Nowadays, data supporting most publications relating to the synthesis of organic compounds is more likely than not to be found in associated “supporting information” rather than the (often page limited) article itself. For example, this article[1] has an SI which is paginated at 907; almost a mini-database in its own right! Here I ponder whether such dissemination of data is FAIR (Findable, accessible, interoperable and re-usable).[2]
I am going to use this article as my starting point.[3] One of the compounds discussed there is shown below; it is not explicitly discussed in the main body of the article.

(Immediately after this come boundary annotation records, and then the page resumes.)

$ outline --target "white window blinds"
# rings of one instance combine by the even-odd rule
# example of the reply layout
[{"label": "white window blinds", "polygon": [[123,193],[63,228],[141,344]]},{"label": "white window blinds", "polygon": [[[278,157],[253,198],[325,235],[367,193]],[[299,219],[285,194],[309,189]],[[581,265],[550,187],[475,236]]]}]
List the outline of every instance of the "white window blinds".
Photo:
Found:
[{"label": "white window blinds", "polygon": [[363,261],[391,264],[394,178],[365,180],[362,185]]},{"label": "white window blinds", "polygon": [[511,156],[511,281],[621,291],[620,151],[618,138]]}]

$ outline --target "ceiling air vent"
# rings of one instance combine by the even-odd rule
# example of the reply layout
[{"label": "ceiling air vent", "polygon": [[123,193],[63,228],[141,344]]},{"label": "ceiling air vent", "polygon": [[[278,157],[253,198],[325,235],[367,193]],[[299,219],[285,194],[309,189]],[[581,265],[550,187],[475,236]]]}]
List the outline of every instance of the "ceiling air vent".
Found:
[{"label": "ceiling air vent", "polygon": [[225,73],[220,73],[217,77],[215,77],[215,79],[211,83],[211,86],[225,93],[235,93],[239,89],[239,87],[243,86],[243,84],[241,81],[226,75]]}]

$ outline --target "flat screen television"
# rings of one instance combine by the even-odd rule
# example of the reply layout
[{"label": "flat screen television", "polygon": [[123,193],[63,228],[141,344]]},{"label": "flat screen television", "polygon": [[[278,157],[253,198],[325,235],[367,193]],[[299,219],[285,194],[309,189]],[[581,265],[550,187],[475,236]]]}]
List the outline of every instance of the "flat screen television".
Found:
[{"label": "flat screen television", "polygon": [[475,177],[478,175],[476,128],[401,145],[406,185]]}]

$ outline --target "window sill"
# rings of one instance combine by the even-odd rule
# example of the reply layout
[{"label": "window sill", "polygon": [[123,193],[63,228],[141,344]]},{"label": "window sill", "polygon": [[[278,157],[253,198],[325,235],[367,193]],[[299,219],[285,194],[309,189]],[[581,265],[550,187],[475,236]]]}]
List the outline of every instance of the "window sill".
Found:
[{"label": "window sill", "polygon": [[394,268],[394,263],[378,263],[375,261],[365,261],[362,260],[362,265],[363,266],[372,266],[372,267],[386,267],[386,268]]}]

So how findable is it?
- A search of Scifinder (Chemical abstracts) using the structure above reveals one hit, the source being the expected one.[3]

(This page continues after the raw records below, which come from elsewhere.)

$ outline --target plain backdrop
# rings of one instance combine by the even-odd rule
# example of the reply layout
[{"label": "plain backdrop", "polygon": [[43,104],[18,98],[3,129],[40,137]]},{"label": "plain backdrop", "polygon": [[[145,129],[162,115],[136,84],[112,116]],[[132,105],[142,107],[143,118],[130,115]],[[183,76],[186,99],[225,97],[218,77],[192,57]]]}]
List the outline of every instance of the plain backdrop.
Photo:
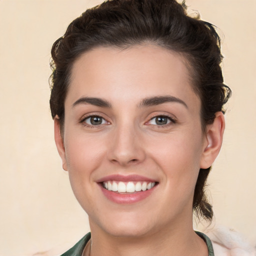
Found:
[{"label": "plain backdrop", "polygon": [[[54,42],[100,2],[0,0],[0,256],[68,247],[89,230],[56,148],[48,78]],[[214,222],[256,244],[256,2],[187,4],[220,28],[224,80],[233,92],[208,180]]]}]

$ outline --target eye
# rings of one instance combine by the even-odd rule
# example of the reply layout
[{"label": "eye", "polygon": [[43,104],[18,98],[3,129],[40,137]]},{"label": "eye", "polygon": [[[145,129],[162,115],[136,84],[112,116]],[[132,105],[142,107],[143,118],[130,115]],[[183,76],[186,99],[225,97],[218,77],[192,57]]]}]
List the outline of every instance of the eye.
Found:
[{"label": "eye", "polygon": [[151,119],[148,122],[148,124],[154,126],[164,126],[170,122],[175,122],[173,119],[166,116],[158,116]]},{"label": "eye", "polygon": [[99,126],[108,124],[108,122],[104,118],[98,116],[92,116],[86,118],[83,122],[90,126]]}]

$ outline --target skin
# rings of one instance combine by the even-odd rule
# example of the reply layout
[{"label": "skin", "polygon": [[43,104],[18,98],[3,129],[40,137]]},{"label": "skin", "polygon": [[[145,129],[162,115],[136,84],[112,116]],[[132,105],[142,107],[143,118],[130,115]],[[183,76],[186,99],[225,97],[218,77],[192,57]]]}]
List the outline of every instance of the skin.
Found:
[{"label": "skin", "polygon": [[[74,63],[64,134],[56,117],[55,138],[88,215],[91,256],[208,255],[192,228],[193,195],[200,168],[210,166],[220,150],[224,121],[218,112],[202,131],[200,102],[188,74],[182,56],[151,45],[99,48]],[[178,100],[142,104],[166,96]],[[95,114],[101,124],[90,123]],[[156,118],[163,116],[168,124],[159,125]],[[97,182],[113,174],[141,175],[158,186],[138,202],[116,204]]]}]

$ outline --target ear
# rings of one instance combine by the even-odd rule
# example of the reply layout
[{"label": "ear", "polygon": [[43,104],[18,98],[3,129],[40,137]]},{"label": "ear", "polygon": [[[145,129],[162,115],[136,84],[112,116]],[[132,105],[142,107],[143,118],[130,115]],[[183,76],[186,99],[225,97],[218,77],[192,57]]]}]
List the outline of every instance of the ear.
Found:
[{"label": "ear", "polygon": [[225,119],[222,112],[217,112],[214,122],[206,126],[206,142],[204,146],[200,168],[210,167],[217,157],[222,147]]},{"label": "ear", "polygon": [[64,170],[68,170],[66,166],[65,146],[63,141],[63,138],[60,133],[60,118],[56,116],[54,118],[54,138],[55,143],[57,146],[58,154],[60,156],[62,162],[62,168]]}]

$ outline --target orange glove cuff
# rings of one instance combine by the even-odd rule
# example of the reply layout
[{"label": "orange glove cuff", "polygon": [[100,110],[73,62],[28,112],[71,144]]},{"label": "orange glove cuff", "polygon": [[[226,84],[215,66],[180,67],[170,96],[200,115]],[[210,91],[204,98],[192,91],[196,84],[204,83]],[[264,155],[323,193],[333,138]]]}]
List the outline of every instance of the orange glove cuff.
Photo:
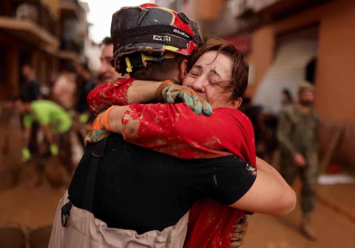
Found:
[{"label": "orange glove cuff", "polygon": [[111,106],[107,109],[107,110],[105,113],[105,115],[104,115],[104,125],[105,125],[105,128],[106,128],[106,130],[109,132],[111,132],[111,129],[110,128],[110,125],[109,125],[109,114],[110,113],[111,110],[116,107],[117,106],[114,105]]},{"label": "orange glove cuff", "polygon": [[174,83],[170,80],[165,80],[158,88],[155,92],[155,99],[158,102],[165,102],[164,98],[163,98],[162,91],[164,88],[169,84],[174,84]]}]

- A search of Reaxys (used to be Beilstein) reveals no hits in their own database, but one hit is noted in …
- Pubchem, where it occurs as substance 163835830. The source is again cited correctly[3]. One of the properties reported is the InChI key: JSLVVAICXSKSEQ-UHFFFAOYSA-N. This is the same key generated from the structure drawing programs Chemdraw or ChemDoodle.
- Google on the other hand finds nothing for JSLVVAICXSKSEQ-UHFFFAOYSA-N.[4]
- I also tried Google Scholar but again with no luck.
So supporting information does appear to be indexed by both Chemical Abstracts and Pubchem; it is thankfully not a graveyard![5] The chemical databases do return valuable additional information about the molecule, such as e.g. its InChI key and much else besides. Given that presumably the open PubChem resource IS indexed by Google, it must be a policy somewhere that prevents e.g. JSLVVAICXSKSEQ-UHFFFAOYSA-N from being found.
I suppose the next question might be Supporting information: chemical graveyard or invaluable resource for chemical spectra? I confess here that this post was in fact inspired by a previous one on the topic of the provenance of NMR spectra. And perhaps also with some input from the concept of sonification of spectra, in which an instrumental spectrum is converted into a sound signature to allow blind people access to such information.‡ I wonder whether a sonified unique digital signature could be used to search for spectra, somewhat in the manner that InChI helped in tracking down (or not) the molecule above? I think it would be reasonable to say that e.g. NMR spectra as embedded in say a 907 page supporting information document are likely to be very much less FAIR[2]. The solution there of course is better provenance and better metadata, as I previously mulled.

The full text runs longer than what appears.